One of the typical frauds in foreign worker programs is that the worker is charged for fees that should be paid by the employer. Recently the school board in Prince George's County, Md., adjacent to Washington, D.C., was caught, as we recorded in a blog, doing exactly that to its overseas school teachers brought to this country under the H-1B program.
Plenty of private sector employers have been guilty of the same charge, with workers arriving at their new jobs, in the new country, deep in debt to exploitative middle-men.
This week's new wrinkle, the flip side of the above and also within a school system, emerged to embarrass another controversial user of the H-1B program, a subject of our CIS memorandum entitled "H1B = K-12 = ?; A First Look at the Implications of Foreign Teacher Recruitment".
The school system in this instance is affiliated with the Gulen Schools, a loose confederation of charter schools put together by some Turkish educators/entrepreneurs; such schools are funded by local boards of education, using money that 20 years ago went to public schools. The employer in question is Horizon Science Academies, an Ohio entity, that runs charter schools in several Ohio cities.
What Horizon had done that aroused the interest of state auditors was not so much bringing in foreign workers when unemployed American teachers are numerous, but rather paying immigration fees for families of the Turkish teachers imported by the charter schools. Paying fees for the teachers with tax funds, the auditors ruled, was OK, but not fees for their family members.
The auditors, according to a WEWS-TV news broadcast, demanded that some $13,000 in such fees be repaid and they were.

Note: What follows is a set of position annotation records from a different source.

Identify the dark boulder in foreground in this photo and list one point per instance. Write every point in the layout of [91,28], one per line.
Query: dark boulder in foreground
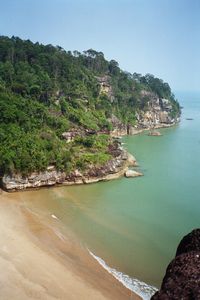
[182,278]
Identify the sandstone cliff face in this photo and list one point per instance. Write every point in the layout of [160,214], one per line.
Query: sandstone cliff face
[156,114]
[182,278]
[111,170]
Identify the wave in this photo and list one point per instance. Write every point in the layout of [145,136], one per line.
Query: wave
[141,288]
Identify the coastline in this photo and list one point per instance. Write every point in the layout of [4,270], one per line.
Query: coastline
[115,169]
[49,265]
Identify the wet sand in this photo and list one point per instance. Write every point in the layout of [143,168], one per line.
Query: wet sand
[37,262]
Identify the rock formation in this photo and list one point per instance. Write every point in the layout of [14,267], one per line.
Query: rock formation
[114,168]
[182,278]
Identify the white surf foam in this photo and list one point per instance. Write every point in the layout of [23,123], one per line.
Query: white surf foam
[141,288]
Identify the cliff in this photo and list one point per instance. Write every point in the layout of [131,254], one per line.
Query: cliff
[182,278]
[113,169]
[59,108]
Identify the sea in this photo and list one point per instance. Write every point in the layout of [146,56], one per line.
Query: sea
[132,227]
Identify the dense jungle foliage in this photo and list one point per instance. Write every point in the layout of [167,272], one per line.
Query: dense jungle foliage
[46,91]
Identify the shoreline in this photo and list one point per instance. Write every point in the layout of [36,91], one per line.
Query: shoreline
[56,178]
[49,265]
[120,167]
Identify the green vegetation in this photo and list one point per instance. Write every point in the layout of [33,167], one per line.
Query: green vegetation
[46,91]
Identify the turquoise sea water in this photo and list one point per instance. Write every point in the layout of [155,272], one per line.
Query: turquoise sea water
[135,225]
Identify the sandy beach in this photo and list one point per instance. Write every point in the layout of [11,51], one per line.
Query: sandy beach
[39,263]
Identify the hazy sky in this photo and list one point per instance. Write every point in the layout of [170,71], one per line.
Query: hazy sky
[161,37]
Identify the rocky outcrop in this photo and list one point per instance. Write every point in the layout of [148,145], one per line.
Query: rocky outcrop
[132,173]
[114,168]
[182,278]
[158,112]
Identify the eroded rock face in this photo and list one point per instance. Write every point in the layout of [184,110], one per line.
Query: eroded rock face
[52,177]
[132,173]
[182,278]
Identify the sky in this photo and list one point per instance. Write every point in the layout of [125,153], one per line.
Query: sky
[161,37]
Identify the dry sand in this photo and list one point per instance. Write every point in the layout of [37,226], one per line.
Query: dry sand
[38,263]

The broadcast, from the Cleveland station, apparently set in motion days later, according to a report in the Columbus Dispatch, a U.S. Labor Department investigation into the use of H-1B program in this connection. The department told the newspaper that it does not comment on whether or not it is doing an investigation.
The Dispatch copy desk, apparently not used to dealing with immigration stories, provided this headline:
Feds Question school's visa use / Federal funds used to pay for teachers' families
I suspect that they meant "tax funds" not "federal funds." The federal problem is probably the misuse of the visa system, not federal moneys.

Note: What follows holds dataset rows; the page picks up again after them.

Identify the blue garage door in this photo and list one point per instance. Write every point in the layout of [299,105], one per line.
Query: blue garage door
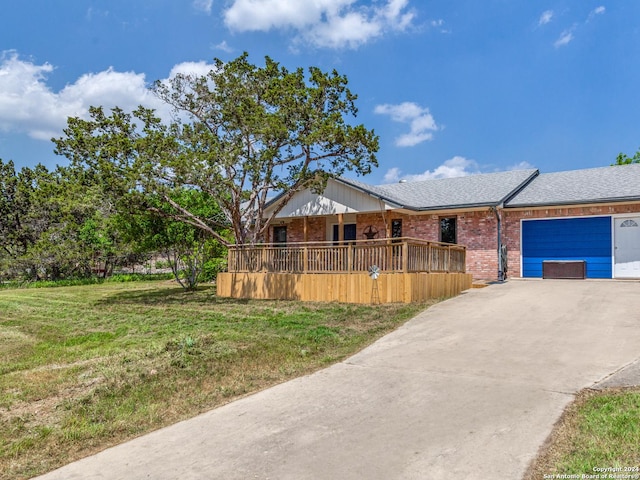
[587,239]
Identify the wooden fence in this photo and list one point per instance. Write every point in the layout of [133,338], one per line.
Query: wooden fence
[398,255]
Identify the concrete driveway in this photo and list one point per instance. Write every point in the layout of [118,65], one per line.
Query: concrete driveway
[469,389]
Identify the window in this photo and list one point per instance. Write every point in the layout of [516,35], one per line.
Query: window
[349,230]
[280,235]
[448,230]
[396,228]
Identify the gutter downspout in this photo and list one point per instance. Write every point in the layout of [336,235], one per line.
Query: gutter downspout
[501,275]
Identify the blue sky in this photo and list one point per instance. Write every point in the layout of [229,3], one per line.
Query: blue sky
[452,87]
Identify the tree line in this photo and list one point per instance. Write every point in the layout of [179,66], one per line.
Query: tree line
[136,184]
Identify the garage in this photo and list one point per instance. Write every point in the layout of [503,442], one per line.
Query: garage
[585,242]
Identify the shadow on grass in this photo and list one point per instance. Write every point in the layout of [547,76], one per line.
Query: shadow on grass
[170,295]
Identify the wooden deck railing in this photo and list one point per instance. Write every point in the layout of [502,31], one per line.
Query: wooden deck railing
[397,255]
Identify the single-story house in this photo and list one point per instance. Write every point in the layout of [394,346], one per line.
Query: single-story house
[518,223]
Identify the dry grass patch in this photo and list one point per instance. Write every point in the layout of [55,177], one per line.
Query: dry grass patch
[600,429]
[91,366]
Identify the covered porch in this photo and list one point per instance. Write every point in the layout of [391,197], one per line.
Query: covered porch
[410,270]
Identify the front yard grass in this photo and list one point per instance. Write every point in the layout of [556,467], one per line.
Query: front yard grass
[599,430]
[87,367]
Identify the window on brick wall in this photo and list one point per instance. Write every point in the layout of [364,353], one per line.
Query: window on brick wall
[396,228]
[448,230]
[280,235]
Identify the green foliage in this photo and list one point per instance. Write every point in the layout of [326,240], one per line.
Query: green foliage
[244,132]
[191,254]
[56,225]
[624,159]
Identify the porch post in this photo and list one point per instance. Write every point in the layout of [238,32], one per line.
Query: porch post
[405,256]
[305,249]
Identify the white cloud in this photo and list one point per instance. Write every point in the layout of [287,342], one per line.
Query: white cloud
[545,18]
[596,11]
[420,120]
[29,105]
[323,23]
[565,38]
[203,5]
[454,167]
[199,69]
[223,46]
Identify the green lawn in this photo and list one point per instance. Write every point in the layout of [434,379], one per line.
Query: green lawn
[87,367]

The glacial progress of many immigration fraud investigations was, sadly, again demonstrated in this case. According to the Dispatch story the inappropriate fees were noted in local audits in 2001 and 2005; by 2007 the money had been repaid, but the DOL investigation did not begin until a full decade had passed.
What the Dispatch did not report, and CIS did in the Memorandum mentioned above, was that in FY 2010 Horizon obtained 71 H-1B visas for its Ohio schools from the Department of Labor, of which six were to teach Turkish at the high school level. CIS knows of no public high schools where that language is offered, and wonders if there is any genuine public demand for its teaching.

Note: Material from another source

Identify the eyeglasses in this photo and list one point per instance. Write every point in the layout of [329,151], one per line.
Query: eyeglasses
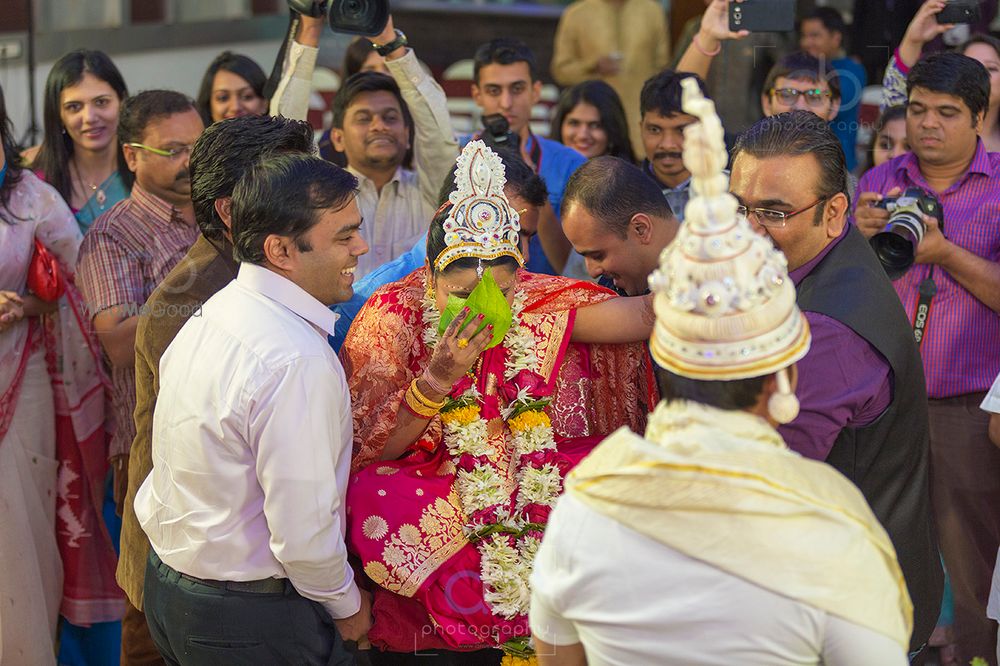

Perhaps the Department of Labor investigators will raise that question in the next few weeks; it would be helpful to know to what extent Turkish language classes are, in fact, offered, and, if offered, the size of the classes.
Perhaps Horizon has found in the loosely administered H-1B and charter school programs an opportunity to bring its friends and countrymen to this country at the expense of local taxpayers.
Unfortunately, the more basic question – why bring teachers from overseas when there are plenty of unemployed resident school teachers? – has been taken off the table by the Congress of the United States, because of the way it has shaped the H-1B program.